The reason I ask, is the lights that flash to tell you to change up work then I always thought it cut the power softly?

Tonight I overtook a car and I hit what sounded like and felt a limiter like it bounced off it then made a quite loud backfire/pop?


----------



## gtr mart (Mar 29, 2004)

Yes the R35 has a rev limiter. I think it must cur ignition as mine fires a plume of smoke out the back when I touch it (cobb tuning)

What engine management?


----------



## Oski (Mar 8, 2014)

gtr mart said:


> Yes the R35 has a rev limiter. I think it must cur ignition as mine fires a plume of smoke out the back when I touch it (cobb tuning)
> 
> What engine management?


I'm on Ecutek.
Is the Rev limiter like a hard one. As in it will bounce off it.


----------



## Timboy666 (Mar 7, 2014)

Oski said:


> Hi has the Gtr got a rev limiter?
> 
> The reason I ask, is the lights that flash to tell you to change up work then I always thought it cut the power softly?
> 
> Tonight I overtook a car and I hit what sounded like and felt a limiter like it bounced off it then made a quite loud backfire/pop?
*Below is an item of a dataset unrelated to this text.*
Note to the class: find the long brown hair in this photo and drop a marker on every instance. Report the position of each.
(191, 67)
Are you sure you weren't going downhill at the time you overtook the car could be the traction control glitch


----------



## gtr mart (Mar 29, 2004)

It's a hard rev limiter. As above, much harsher than the traction control cutting in. 
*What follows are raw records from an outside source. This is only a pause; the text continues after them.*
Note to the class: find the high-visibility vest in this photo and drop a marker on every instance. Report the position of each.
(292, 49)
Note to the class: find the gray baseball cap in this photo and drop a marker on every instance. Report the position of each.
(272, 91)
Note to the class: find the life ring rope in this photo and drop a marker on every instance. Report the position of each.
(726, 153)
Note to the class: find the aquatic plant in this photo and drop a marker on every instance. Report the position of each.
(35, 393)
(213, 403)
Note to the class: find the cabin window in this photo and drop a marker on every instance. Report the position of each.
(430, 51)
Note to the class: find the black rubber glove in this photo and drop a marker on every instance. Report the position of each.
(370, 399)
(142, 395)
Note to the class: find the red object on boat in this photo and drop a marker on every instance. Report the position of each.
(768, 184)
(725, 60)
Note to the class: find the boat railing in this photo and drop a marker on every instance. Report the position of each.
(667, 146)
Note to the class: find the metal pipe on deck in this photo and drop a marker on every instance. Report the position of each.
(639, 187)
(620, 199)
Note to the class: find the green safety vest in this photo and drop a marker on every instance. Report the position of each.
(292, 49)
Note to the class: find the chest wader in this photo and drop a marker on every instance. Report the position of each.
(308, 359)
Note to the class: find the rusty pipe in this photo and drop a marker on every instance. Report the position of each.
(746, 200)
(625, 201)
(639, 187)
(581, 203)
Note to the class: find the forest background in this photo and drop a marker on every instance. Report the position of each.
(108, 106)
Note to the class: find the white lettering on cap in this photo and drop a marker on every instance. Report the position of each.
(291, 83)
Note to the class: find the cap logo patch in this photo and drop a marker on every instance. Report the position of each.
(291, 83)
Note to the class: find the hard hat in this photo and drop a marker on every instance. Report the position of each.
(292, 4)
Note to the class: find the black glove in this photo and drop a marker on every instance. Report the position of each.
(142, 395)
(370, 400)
Why don't you just hit it in say 2nd and see for yourself. You will need the transmission in R mode. Providing you don't make a habit of it, it won't do the car harm.

I think it important to experience these sorts of things for the first time at a time of your choosing where it is safe to do so.


----------



## Oski (Mar 8, 2014)

Timboy666 said:


> Are you sure you weren't going downhill at the time you overtook the car could be the traction control glitch


Nope 100% rev limiter like my RS4 used to have. I asked as sometimes it seems like my power is cut gently is that to do with R and no R mode?


----------



## Oski (Mar 8, 2014)

gtr mart said:


> It's a hard rev limiter. As above, much harsher than the traction control cutting in.
> 
> Why don't you just hit it in say 2nd and see for yourself. You will need the transmission in R mode. Providing you don't make a habit of it, it won't do the car harm.
> 
> I think it important to experience these sorts of things for the first time at a time of your choosing where it is safe to do so.
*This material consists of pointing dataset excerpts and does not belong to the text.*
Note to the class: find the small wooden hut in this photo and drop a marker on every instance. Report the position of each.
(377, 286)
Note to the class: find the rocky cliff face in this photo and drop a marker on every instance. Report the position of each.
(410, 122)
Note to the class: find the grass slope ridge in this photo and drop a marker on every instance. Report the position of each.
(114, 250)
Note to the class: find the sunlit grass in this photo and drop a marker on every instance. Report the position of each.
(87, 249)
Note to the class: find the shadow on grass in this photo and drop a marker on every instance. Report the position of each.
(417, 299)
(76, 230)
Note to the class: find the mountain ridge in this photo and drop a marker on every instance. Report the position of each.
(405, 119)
I will try it. It made quite a loud backfire/pop take it because of my downpipes?


----------



## gtr mart (Mar 29, 2004)

not being in transmission R mode means it changes gear and won't let you sit on the limiter. Were you in 6th? That would be considered a soft cut :chuckle:


----------



## Oski (Mar 8, 2014)

gtr mart said:


> not being in transmission R mode means it changes gear and won't let you sit on the limiter. Were you in 6th? That would be considered a soft cut :chuckle:


Ah ok . Can the shift lights be adjusted?


----------



## gtr mart (Mar 29, 2004)

Yes they can. Can't remember how though. Likely through the MFD in the settings section. A search might reveal the answer


----------



## Oski (Mar 8, 2014)

gtr mart said:


> Yes they can. Can't remember how though. Likely through the MFD in the settings section. A search might reveal the answer


Thanks i think mine are low, do these have any effect on the gear change in non r?


----------



## gtr mart (Mar 29, 2004)

IN auto, I wouldn't know. They certainly won't affect when in manual, unless of course you are easily influenced...


----------



## thistle (Oct 27, 2007)

There are three rev limiters in auto mode and you can need all three to contain the engine speed even with VDC on.

1. Auto upshift
2. Throttle closure
3. Hard rev limiter, think it is ignition and fuel

With tyre slip, 1 and 2 aren't fast enough and you slam into 3.


----------



## Clogger (Sep 15, 2014)

If I remember correctly you the shift light on the dash computer, not the audio display. Just go in to the settings on the dash computer.


----------